De la faute à la faille de l'homme





Arc en ciel de Chagall

 

De la faute à la faille de l'homme

Je voudrais traduire ici le cheminement qui s'est fait, pour moi, au cours d'une lecture à plusieurs du mythe de la chute aussi bien dans la Bible que dans le Coran. Ici même, sur le blog, mais également dans un groupe de la parole et au sein d'un café philosophique, nous avons croisé nos interprétations en essayant d'être le plus près possible du texte écrit. Or, j'en arrive à la conclusion qu'il n'est pas question d'une faute mais d'une faille de l'homme.
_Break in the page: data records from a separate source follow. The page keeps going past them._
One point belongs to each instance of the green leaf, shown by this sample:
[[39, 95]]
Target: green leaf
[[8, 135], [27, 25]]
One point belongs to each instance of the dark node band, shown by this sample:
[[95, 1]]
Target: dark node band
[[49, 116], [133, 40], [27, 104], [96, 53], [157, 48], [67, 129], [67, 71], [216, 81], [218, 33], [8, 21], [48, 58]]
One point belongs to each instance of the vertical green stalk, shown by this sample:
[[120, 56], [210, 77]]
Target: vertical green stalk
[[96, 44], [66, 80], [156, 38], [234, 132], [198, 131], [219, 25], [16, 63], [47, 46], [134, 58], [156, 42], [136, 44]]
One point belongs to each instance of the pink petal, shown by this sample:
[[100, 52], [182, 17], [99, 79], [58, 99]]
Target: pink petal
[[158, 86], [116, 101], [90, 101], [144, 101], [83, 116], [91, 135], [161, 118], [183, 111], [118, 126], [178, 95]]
Parler d'une faute à l'origine serait une manière de souligner la faille originelle qui affecte tout être humain.

Un malentendu qui finit par perturber la conscience des hommes

Parce que le texte a été pris au premier niveau, les hommes ont fini par se sentir coupables d'une faute qu'ils n'avaient jamais commise. Nous n'étions pas dans l'histoire mais dans le mythe et le mythe traduit en images les vérités fondamentales qu'il cherche à faire passer dans la conscience humaine. De mon point de vue, la faute était une image que nous avons prise pour la réalité, si bien que des générations entières de croyants ou même de non croyants ont été façonnées malencontreusement dans une forme de morbidité engendrant la peur au lieu de structurer la responsabilité.
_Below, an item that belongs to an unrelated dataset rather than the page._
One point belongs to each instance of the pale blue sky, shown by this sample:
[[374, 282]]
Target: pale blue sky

La faute originelle fait partie de la création de l'homme

Tant que l'homme est au paradis, la création n'est pas finie pour lui. Yahvé teste ici les deux êtres qu'il est en train de mettre au monde, il est dans une période d'expérimentation et de validation. C'est le temps de la mise à l'épreuve pour vérifier les forces et les faiblesses d'Ève et de son compagnon. Une telle mise à l'épreuve fait encore partie de l'acte créateur. Or elle révèle une fragilité constitutive de l'homme, qui n'est pas remise en cause par le créateur. Le paradis était la matrice qui permettait la gestation de l'homme et de la femme, et leur expulsion ne semble être rien d'autre que leur acte de naissance et le blanc seing qui les rend aptes à vivre sur terre.
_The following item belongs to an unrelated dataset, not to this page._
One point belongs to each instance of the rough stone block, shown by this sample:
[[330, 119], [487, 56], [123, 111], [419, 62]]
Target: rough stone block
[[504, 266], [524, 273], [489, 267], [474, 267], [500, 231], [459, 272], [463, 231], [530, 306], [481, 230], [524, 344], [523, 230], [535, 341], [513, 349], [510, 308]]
Ce qui est en cause est en réalité une faille inscrite dans l'être de l'homme

Par nature, l'homme est un être divisé. Il n'est pas fait uniquement d'esprit comme l'ange ni simplement de chair comme l'animal. Il est entre les deux et c'est ce qui fait son originalité. Mais l'unité évoquée en partie par la tunique de peau, renvoyant elle-même à un vêtement intérieur, restera toujours problématique. L'être humain doit faire face à une faille intérieure qui le fera osciller entre deux tentations : celle de se prendre pour un ange ou celle de se comporter comme un animal. Assez bizarrement en apparence, il sera aussi tenté de croire qu'il peut retrouver le statut de l'ange en s'adonnant aux plaisirs de la chair. Les textes de la Bible et du Coran se complètent sur ce point, révélant ainsi la complexité de la nature humaine.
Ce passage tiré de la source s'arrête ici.